F is for Fugitive Page 5

"Come on, Henry. That's not the point. I said I'd do my own laundry and you agreed."

Henry shrugged. "Hey, so I'm a liar. What can I say?"

"Would you quit? I don't need a mother."

"You need a keeper. I've said so for months.

You don't have a clue how to take care of yourself.

You eat junk. Get beat up. Place gets blown to bits. I told you to get a dog, but you refuse. So now you got me, and if you ask me, it serves you right."

How irksome. I felt like one of those ducklings inexplicably bonded to a mother cat. My parents had been killed in a car wreck when I was five. In the absence of real family, I'd simply done without. Now, apparently, old dependencies had surfaced. I knew what that meant. This man was eighty-two. Who knew how long he'd live? Just about the time I let myself get attached to him, he'd drop dead. Ha, ha, the joke's on you, again.

"I don't want a parent. I want you as a friend."

"I am a friend."

"Well, then, cut the nonsense. It's making me nuts."

Henry's smile was benign as he checked his watch. "You've got time for a run before dinner if you quit mouthing off."

That stopped me. I'd really hoped to get a run in before dark. It was almost four-thirty, and a glance at the kitchen window showed I didn't have long. I abandoned my complaints and changed into jogging sweats.

The beach that day was odd. The passing storm clouds had stained the horizon a sepia shade. The mountains were a drab brown, the sky a poisonous-looking tincture of iodine. Maybe Los Angeles was burning to the ground, sending up this mirage of copper-colored smoke turning umber at the edge. I ran along the bike path that borders the sand.

The Santa Teresa coastline actually runs east and west. On a map, it looks like the ragged terrain takes a sudden left turn, heading briefly out to sea before the currents force it back. The islands were visible, hovering offshore, the channel dotted with oil rigs that sparkled with light. It's worrisome, but true, that the oil rigs have taken on an eerie beauty of their own, as natural to the eye now as orbiting satellites.

By the time I made the turnaround a mile and a half down the path, twilight had descended and the streetlights were ablaze. It was getting cold and the air smelled of salt, the surf battering the beach. There were boats anchored beyond the breakers, the poor man's yacht harbor. The traffic was a comfort, illuminating the grassy strip between the sidewalk and the bike path. I try to run every day, not from passion, but because it's saved my life more than once. In addition to the jogging, I usually lift weights three times a week, but I'd had to discontinue that temporarily, due to injuries.

By the time I got home, I was in a better mood. There's no way to sustain anxiety or depression when you're out of breath. Something in the sweat seems to bring cheer in its wake. We ate supper, chatting companionably, and then I went to my room and packed a bag for the trip. I hadn't begun to think about the situation up in Floral Beach, but I took a minute to open a file folder, which I labeled with Bailey Fowler's name. I sorted through the newspapers stacked up in the utility room, clipping the section that detailed his arrest.

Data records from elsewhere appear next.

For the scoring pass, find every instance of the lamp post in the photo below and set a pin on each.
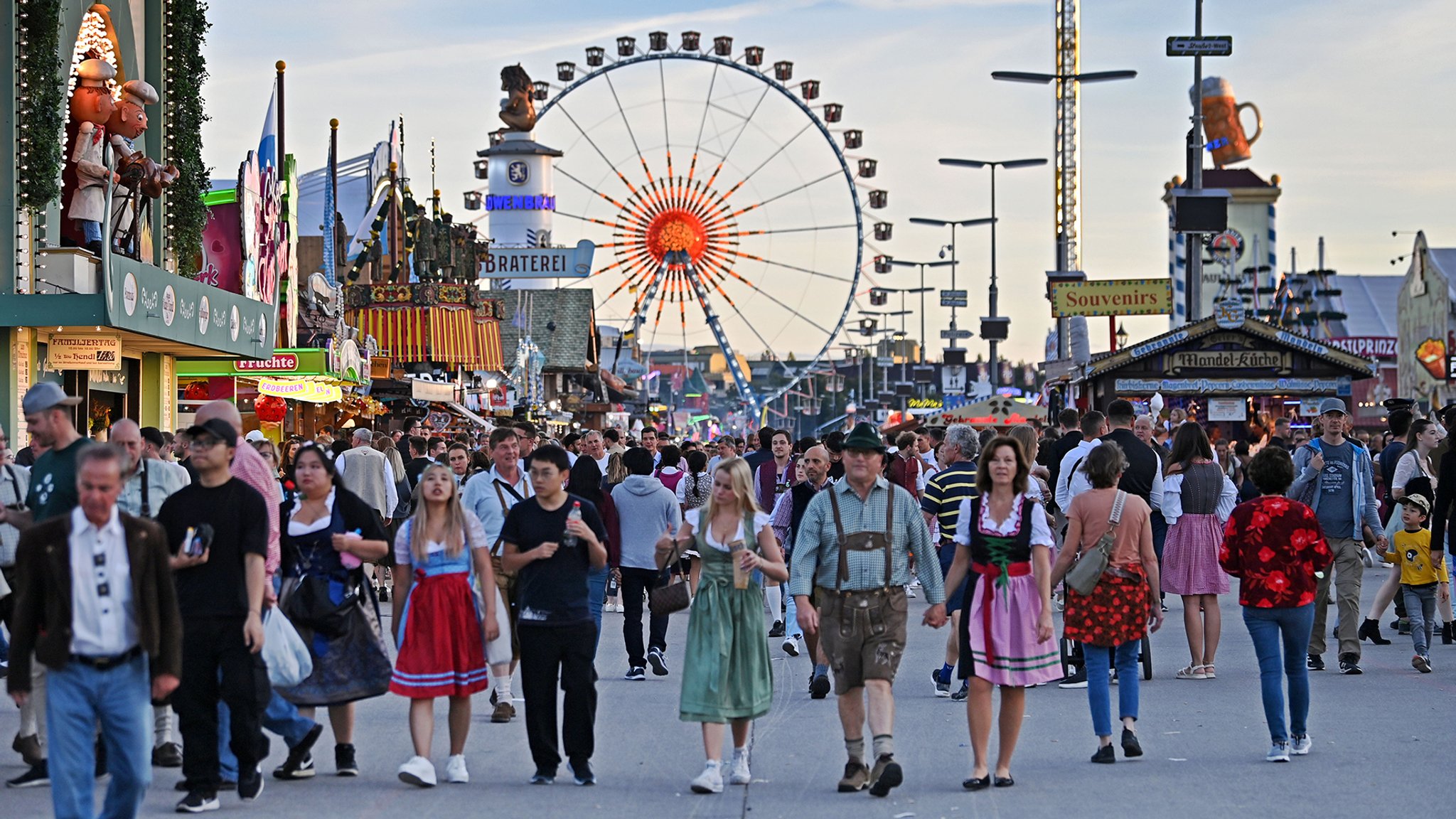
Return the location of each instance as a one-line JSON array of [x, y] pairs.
[[954, 225], [922, 290], [1007, 164]]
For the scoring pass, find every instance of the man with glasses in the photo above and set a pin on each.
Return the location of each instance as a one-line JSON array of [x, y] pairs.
[[100, 611]]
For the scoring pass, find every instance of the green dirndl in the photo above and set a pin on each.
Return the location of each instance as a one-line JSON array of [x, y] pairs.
[[725, 666]]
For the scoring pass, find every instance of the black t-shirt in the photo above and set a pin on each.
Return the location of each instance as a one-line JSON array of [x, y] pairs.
[[552, 591], [239, 520]]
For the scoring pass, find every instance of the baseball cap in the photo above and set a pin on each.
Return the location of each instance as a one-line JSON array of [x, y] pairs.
[[44, 395], [216, 427], [1417, 500]]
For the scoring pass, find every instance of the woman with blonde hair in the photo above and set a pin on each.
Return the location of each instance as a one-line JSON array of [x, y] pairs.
[[439, 624], [725, 666]]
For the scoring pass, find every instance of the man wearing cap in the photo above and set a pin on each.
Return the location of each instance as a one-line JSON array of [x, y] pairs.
[[862, 596], [218, 535], [1336, 478]]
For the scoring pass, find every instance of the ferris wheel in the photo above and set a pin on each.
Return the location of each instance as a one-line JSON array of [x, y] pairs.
[[725, 193]]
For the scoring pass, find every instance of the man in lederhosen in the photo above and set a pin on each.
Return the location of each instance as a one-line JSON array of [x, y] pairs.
[[852, 552]]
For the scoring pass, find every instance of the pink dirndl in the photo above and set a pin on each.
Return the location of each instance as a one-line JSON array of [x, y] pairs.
[[1192, 557]]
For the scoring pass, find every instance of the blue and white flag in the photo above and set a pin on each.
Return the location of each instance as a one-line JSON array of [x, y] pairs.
[[268, 143]]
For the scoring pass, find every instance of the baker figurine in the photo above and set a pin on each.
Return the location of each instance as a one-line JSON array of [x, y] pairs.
[[92, 108]]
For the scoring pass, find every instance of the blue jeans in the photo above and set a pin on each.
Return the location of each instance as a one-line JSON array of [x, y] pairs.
[[596, 596], [1267, 630], [119, 698], [280, 717], [1100, 695]]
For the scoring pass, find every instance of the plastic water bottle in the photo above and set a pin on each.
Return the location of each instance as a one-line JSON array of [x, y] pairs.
[[568, 540]]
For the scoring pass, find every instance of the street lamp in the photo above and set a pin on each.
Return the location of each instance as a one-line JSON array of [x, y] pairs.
[[993, 334], [922, 290], [954, 225]]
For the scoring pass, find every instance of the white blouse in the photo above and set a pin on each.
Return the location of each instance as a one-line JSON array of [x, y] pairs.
[[1172, 499], [761, 522], [1040, 532]]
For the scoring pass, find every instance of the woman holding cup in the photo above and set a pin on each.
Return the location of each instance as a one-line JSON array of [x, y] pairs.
[[725, 668]]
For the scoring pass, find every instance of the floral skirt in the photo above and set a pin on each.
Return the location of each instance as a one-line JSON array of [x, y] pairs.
[[1113, 614]]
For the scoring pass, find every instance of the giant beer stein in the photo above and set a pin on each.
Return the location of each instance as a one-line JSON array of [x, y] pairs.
[[1222, 126]]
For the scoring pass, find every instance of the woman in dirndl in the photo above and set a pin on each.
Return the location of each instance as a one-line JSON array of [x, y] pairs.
[[1007, 628], [439, 623], [1197, 499], [1125, 604], [727, 677]]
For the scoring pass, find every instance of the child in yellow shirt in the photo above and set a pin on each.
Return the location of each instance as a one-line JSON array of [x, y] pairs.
[[1421, 580]]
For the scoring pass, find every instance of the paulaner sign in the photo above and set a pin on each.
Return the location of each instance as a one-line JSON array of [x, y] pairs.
[[1113, 298], [539, 262]]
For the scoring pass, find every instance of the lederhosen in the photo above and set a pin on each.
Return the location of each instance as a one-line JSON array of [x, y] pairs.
[[862, 623]]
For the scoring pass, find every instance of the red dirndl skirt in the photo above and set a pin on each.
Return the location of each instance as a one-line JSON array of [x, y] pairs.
[[1113, 614], [441, 646]]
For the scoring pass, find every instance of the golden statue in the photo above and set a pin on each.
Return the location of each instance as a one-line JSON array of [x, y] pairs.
[[518, 109]]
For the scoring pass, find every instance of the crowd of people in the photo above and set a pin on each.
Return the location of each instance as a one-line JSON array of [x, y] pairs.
[[210, 579]]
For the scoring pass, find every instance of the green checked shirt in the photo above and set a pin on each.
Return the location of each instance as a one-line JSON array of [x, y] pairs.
[[815, 551]]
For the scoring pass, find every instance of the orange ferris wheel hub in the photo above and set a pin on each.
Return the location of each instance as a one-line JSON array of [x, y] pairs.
[[676, 229]]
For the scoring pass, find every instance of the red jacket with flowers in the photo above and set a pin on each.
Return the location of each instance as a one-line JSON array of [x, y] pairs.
[[1276, 547]]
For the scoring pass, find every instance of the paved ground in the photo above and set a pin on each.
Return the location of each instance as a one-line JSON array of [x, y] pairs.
[[1204, 744]]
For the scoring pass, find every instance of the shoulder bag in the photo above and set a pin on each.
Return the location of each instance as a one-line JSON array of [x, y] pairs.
[[1086, 572]]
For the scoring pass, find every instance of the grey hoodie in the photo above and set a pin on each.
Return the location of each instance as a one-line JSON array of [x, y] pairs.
[[646, 510]]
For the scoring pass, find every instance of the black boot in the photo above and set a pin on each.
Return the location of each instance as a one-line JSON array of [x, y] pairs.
[[1371, 630]]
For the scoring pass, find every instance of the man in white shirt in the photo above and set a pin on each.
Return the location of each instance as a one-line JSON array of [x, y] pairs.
[[490, 496], [1071, 481], [369, 474]]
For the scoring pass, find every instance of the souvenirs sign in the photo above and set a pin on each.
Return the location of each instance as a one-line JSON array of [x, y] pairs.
[[83, 353], [1113, 298]]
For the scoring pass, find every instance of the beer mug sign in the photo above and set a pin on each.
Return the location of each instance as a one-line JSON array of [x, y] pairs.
[[1222, 129]]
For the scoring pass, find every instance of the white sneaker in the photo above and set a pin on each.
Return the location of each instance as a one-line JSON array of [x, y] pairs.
[[710, 781], [418, 771], [739, 774], [456, 771]]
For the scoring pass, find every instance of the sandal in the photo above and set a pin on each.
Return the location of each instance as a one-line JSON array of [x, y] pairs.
[[1192, 672]]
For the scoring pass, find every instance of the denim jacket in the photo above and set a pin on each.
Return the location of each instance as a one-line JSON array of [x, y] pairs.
[[1307, 488]]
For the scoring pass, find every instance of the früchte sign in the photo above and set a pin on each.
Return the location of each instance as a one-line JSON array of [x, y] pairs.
[[1229, 360], [1113, 298]]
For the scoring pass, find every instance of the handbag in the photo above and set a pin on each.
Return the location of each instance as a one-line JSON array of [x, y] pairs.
[[1085, 574], [284, 652], [673, 596]]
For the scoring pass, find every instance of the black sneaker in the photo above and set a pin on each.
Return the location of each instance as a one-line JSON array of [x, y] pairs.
[[197, 802], [250, 783], [299, 766], [40, 774], [344, 763]]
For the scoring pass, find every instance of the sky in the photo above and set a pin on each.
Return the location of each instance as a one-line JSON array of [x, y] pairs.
[[1351, 95]]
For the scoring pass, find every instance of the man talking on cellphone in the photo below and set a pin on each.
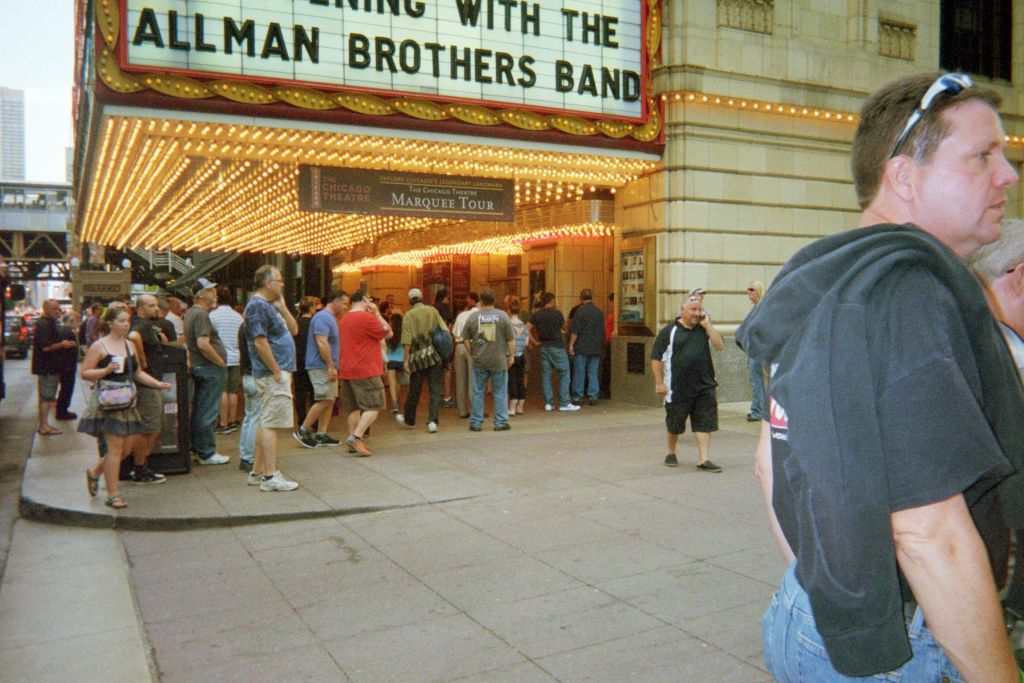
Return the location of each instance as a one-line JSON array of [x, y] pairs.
[[685, 377]]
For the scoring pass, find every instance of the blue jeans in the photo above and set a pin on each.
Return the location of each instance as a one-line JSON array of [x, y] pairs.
[[757, 389], [554, 357], [795, 651], [501, 381], [208, 383], [247, 436], [585, 369]]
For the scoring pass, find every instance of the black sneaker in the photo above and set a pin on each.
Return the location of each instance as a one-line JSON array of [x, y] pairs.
[[147, 476], [324, 439], [304, 437]]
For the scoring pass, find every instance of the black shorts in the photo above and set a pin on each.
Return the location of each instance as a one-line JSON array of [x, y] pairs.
[[701, 410]]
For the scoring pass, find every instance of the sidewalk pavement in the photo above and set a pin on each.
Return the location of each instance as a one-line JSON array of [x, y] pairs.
[[560, 550]]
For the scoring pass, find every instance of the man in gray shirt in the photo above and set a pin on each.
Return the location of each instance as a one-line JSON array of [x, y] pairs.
[[491, 341], [209, 372], [586, 344]]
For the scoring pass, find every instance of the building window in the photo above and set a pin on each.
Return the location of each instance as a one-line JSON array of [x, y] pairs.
[[976, 37], [753, 15], [897, 39]]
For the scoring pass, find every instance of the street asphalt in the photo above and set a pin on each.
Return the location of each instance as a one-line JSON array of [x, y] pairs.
[[562, 550]]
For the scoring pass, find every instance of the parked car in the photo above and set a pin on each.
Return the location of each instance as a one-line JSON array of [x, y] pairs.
[[17, 335]]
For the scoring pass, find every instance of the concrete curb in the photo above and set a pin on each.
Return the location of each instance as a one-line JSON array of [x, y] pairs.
[[41, 512]]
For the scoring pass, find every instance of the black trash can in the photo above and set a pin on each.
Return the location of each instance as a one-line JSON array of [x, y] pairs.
[[173, 453]]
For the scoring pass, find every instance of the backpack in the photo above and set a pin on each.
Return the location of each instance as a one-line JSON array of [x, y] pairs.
[[442, 342]]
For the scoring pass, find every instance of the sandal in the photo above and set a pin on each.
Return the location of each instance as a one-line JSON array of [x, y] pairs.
[[116, 502], [91, 483]]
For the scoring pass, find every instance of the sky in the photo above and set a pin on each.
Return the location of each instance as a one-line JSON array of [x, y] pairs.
[[38, 40]]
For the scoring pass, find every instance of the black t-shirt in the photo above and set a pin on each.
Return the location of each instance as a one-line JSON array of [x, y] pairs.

According to the article, he'd been out on parole on an armed-robbery conviction at the time his seventeen-year-old ex-sweetheart was found strangled to death. Residents of the resort town reported that Fowler, then twenty-three, had been involved in drugs off and on for years, and speculated that he'd killed the girl when he learned of her romantic entanglement with a friend of his. With the plea bargain, he'd been sentenced to six years in the state prison. He'd served less than a year at the Men's Colony at San Luis Obispo when he engineered his escape. He left California, assuming the alias of Peter Lambert. After a number of miscellaneous sales jobs, he'd gone to work for a clothing manufacturer with outlets in Arizona, Colorado, New Mexico, and California. In 1979, the company had promoted him to western division manager. He was transferred to Los Angeles, where he'd been residing ever since. The newspaper indicated that his colleagues were stunned to learn he'd ever been in trouble. They described him as hardworking, competent, outgoing, articulate, active in church and community affairs.

The black-and-white photograph of Bailey Fowler showed a man maybe forty years old, half-turned toward the camera, his face blank with disbelief. His features were strong, a refined version of his father's, with the same pugnacious jaw-line. An inset showed the police photograph taken of him seventeen years before, when he was booked for the murder of Jean Timberlake. Since then, his hairline had receded slightly and there was a suggestion that he may have darkened the color, but then again that might have been a function of age or the quality of the photograph. He'd been a handsome kid, and he wasn't bad looking now.